Avec 15 réacteurs, disséminés sur quatre sites, l’Ukraine est le 7e producteur mondial d’énergie nucléaire, l’atome étant à l’origine de la moitié de son énergie, selon les données de l’AIEA.
Vendredi, les Etats-Unis ont accusé vendredi la Russie de violer les principes de sûreté nucléaire en Ukraine et lui ont demandé d’arrêter de cibler des usines nucléaires dans le pays, indiquant toutefois n’avoir pas détecté pour l’heure des signes de rejet radiologique. La secrétaire américaine à l’Energie, Jennifer Granholm, a déclaré sur Twitter que les outils de surveillance radiologique étaient toujours en état de marche en Ukraine mais que Washington était préoccupé par le manque de données en provenance des centrales nucléaires de Tchernobyl et de Zaporojie, laquelle est la plus grande d’Europe.
Les personnels de Rosatom à Zaporojie
Vendredi, onze employés du géant du nucléaire russe, Rosatom, ont débarqué dans la centrale nucléaire ukrainienne de Zaporojie, la plus grande d’Europe, tombée aux mains des Russes le 4 mars dernier à l’issue d’un assaut marqué par des bombardements sur la centrale qui avaient provoqué un incendie.
Contrôler l’électricité nucléaire: l’autre champ de bataille de la guerre russo-ukrainienne
L’arrivée de ces personnels russes vise à vérifier le niveau de radiation et aider à réparer la centrale selon l’agence ukrainienne Energoatom. Ses réacteurs ont été mis en service entre 1985 et 1995. Ils sont de conception moderne comparé à Tchnernobyl, première centrale construite dans le pays, en 1970, où les réacteurs étaient bien moins sécurisés. Avec six réacteurs VVER-1000 de conception soviétique, la centrale de Zaporojie, inaugurée en 1985, dispose d’une capacité totale de près de 6.000 mégawatts, assez pour fournir en électricité environ quatre millions de foyers.

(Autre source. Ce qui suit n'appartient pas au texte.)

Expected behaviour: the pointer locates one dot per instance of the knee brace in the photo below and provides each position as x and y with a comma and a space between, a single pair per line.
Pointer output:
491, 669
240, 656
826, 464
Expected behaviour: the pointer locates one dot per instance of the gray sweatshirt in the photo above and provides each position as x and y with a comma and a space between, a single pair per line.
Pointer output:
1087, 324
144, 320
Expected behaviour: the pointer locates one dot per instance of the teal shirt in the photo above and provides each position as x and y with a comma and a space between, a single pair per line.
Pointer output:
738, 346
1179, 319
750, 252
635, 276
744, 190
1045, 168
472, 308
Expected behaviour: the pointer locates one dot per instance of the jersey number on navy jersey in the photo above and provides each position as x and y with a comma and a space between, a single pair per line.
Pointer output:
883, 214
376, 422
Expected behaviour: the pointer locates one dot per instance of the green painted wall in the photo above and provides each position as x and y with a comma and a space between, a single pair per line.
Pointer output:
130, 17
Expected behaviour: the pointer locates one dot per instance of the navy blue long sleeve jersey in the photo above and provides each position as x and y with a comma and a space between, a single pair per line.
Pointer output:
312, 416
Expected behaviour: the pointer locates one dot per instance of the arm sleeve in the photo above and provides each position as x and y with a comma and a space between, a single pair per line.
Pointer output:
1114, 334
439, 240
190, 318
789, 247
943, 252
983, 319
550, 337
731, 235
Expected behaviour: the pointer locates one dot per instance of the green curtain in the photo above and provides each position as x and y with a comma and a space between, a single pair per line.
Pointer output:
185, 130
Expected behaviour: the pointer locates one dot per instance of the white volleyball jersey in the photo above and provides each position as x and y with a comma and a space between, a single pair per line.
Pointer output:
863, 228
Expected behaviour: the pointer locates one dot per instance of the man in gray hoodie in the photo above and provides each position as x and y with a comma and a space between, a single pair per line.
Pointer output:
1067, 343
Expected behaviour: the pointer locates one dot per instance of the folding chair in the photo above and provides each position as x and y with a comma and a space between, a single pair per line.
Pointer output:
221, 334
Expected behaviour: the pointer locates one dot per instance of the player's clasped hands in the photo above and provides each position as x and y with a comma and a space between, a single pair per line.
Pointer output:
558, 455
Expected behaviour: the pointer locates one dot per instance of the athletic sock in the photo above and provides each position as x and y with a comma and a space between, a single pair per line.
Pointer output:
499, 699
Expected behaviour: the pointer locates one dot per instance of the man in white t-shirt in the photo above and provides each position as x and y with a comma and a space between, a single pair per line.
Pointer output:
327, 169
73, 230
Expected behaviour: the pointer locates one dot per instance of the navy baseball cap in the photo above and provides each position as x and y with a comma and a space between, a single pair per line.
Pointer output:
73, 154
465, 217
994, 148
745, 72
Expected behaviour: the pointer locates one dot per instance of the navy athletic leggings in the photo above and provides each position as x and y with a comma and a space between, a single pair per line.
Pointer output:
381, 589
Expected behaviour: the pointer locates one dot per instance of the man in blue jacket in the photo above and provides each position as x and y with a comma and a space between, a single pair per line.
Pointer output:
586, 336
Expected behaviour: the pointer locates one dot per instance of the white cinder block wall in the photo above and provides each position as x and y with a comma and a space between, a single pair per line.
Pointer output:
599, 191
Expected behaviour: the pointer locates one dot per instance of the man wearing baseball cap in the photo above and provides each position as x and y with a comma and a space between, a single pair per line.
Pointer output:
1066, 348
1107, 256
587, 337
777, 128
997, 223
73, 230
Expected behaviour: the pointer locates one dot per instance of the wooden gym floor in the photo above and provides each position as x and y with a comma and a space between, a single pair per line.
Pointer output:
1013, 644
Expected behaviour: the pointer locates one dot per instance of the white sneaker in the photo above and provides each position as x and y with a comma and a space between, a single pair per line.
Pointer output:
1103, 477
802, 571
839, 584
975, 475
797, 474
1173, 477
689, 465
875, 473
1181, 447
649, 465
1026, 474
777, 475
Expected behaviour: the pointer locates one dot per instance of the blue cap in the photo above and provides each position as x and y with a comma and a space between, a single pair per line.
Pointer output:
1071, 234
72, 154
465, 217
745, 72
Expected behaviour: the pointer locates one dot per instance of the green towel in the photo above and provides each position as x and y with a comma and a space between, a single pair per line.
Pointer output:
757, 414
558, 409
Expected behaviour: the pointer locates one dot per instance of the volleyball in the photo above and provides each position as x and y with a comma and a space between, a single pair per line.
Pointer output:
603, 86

Dans un communiqué, Rosatom a confirmé l’envoi de spécialistes russes, mais a indiqué que le fonctionnement de la centrale de Zaporojie, comme celle de Tchernobyl, restait assuré par le personnel ukrainien. Les spécialistes russes sont là pour « conseiller » les équipes ukrainiennes, a-t-il ajouté. Cela inclut « la restauration de l’alimentation électrique de la centrale de Tchernobyl et le système de protection physique de la centrale de Zaporojie », avait expliqué vendredi l’opérateur russe.
« Les activités visant à garantir la sûreté de l’exploitation des centrales nucléaires ukrainiennes sont menées en contact étroit avec la direction de l’AIEA », assure Rosatom.
L’AIEA va proposer des idées pour garantir la sécurité des sites
Par ailleurs, l’Agence internationale de l’Energie atomique (AIEA) soumettra prochainement des idées à l’Ukraine et à la Russie pour garantir la sécurité des installations nucléaires ukrainiennes, sur fond d’offensive militaire russe, et une réunion aura probablement lieu « très prochainement », a déclaré jeudi son directeur général Rafael Grossi. Ce dernier a plusieurs fois proposé de se rendre en Ukraine pour établir un cadre garantissant la sécurité des sites nucléaires pendant le conflit. Depuis le début de l’invasion russe, Rafael Grossi ne cesse de mettre en garde contre les dangers du conflit, le premier à se dérouler dans un pays doté d’un vaste programme nucléaire.